Check out the OWASA Water Watch.
OWASA held a public forum on 24 January 2008 to solace southern Orange residents about the declining state of their local water supply during the current drought of 2007-2008 … and counting.
OWASA stressed an increasing need for residential water conservation, i.e., don’t wash your cars, xeriscape your yard, basically convert to a semi-arid lifestyle. In a “guns-and-butter” approach to local land development, OWASA continues to report to the southern Orange progressive governments that there’s enough water for more dense growth in Orange County.
The hard facts are as follows:
1) OWASA water supply is at 40% capacity.
2) Without rainfall, local water runs out in July.

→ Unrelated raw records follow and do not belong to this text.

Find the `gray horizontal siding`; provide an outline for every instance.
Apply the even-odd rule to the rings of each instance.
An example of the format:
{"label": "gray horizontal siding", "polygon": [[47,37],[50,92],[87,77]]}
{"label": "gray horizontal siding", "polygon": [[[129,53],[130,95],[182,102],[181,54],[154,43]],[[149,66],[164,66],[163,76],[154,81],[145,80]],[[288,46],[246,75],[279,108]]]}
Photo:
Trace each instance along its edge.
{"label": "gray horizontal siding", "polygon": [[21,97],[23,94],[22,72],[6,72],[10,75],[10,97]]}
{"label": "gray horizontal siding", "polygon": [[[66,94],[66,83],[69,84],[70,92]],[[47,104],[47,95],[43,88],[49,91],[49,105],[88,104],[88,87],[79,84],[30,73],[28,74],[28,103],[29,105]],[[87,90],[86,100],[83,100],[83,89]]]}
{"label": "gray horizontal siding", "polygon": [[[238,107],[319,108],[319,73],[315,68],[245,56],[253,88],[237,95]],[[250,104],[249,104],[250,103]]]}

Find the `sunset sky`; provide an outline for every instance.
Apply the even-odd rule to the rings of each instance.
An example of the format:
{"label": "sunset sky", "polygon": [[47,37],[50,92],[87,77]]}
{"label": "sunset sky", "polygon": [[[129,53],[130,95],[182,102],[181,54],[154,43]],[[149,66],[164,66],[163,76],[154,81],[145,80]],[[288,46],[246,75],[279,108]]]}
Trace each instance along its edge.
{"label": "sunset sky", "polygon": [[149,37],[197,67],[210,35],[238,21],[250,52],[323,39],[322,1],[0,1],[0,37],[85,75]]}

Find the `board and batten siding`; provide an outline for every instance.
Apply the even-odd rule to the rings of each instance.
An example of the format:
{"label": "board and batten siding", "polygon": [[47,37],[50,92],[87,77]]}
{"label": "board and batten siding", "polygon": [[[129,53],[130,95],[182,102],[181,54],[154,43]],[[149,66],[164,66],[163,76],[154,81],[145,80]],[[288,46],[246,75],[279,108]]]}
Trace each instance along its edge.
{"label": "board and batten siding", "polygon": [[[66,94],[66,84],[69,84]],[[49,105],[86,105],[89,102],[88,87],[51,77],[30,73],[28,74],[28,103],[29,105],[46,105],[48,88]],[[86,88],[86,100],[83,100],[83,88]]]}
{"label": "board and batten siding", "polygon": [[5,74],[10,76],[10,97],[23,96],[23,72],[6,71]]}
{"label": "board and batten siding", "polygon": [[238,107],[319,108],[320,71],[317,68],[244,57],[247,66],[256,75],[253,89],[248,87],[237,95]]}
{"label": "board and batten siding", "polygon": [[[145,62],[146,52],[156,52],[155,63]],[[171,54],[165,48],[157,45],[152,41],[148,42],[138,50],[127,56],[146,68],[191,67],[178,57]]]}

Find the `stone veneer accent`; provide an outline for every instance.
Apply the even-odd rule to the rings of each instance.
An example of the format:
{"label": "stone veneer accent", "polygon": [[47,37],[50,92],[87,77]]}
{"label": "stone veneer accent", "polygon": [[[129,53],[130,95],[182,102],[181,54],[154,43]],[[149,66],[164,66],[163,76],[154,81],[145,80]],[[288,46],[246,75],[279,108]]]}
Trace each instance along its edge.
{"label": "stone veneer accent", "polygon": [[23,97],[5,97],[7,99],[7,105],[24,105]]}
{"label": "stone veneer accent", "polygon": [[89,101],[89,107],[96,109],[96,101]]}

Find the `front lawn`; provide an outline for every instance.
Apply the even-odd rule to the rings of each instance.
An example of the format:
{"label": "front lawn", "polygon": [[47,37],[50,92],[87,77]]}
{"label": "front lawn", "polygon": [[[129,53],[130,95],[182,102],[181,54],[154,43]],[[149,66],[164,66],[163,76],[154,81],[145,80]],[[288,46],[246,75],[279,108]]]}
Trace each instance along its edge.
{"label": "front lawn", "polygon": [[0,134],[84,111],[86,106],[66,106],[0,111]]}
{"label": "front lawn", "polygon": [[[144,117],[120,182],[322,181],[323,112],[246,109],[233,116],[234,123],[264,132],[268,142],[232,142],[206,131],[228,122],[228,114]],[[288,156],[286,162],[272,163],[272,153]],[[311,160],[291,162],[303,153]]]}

3) Little water replenishment (aka rain) is expected in the peak spring period for renewal.
4) During the ’01-‘02 drought, the OWASA water supply fell to a low of about 30% right before the drought broke in Fall 2002.
5) Moreover, during that drought, the water supply stood at about 55% before the spring replenishment period in the second year, compared to 40% today.
6) Moreover, Spring 2002 say a replenishment period that elevated water levels to about 75%. Then the rainless summer of 2002 saw a precipitous drop from that level to about 30%.
7) Today’s supply would be at even lower levels (approaching that of the lowest level in the ’01-’02 drought) but for the water conservation efforts of citizens lowering demand by at least 15%.
8) Even assuming the rainfall pattern of the ’01-’02 drought, water supplies will reach about 15% levels in October 2008. Without significant rain, OWASA water levels will reach that same level by May 2008, hitting bottom in July 2008.
OWASA promotes interesting alternative responses pending digging more deep holes in the ground for developers. The options are:
1) Buy water from others.
2) Pump water from Jordan Lake.
3) Pump water from the Haw River.
4) Reclaim water from sewage and pump into University Lake reservoir for drinking.
OWASA doesn’t consider limiting growth even to be an option.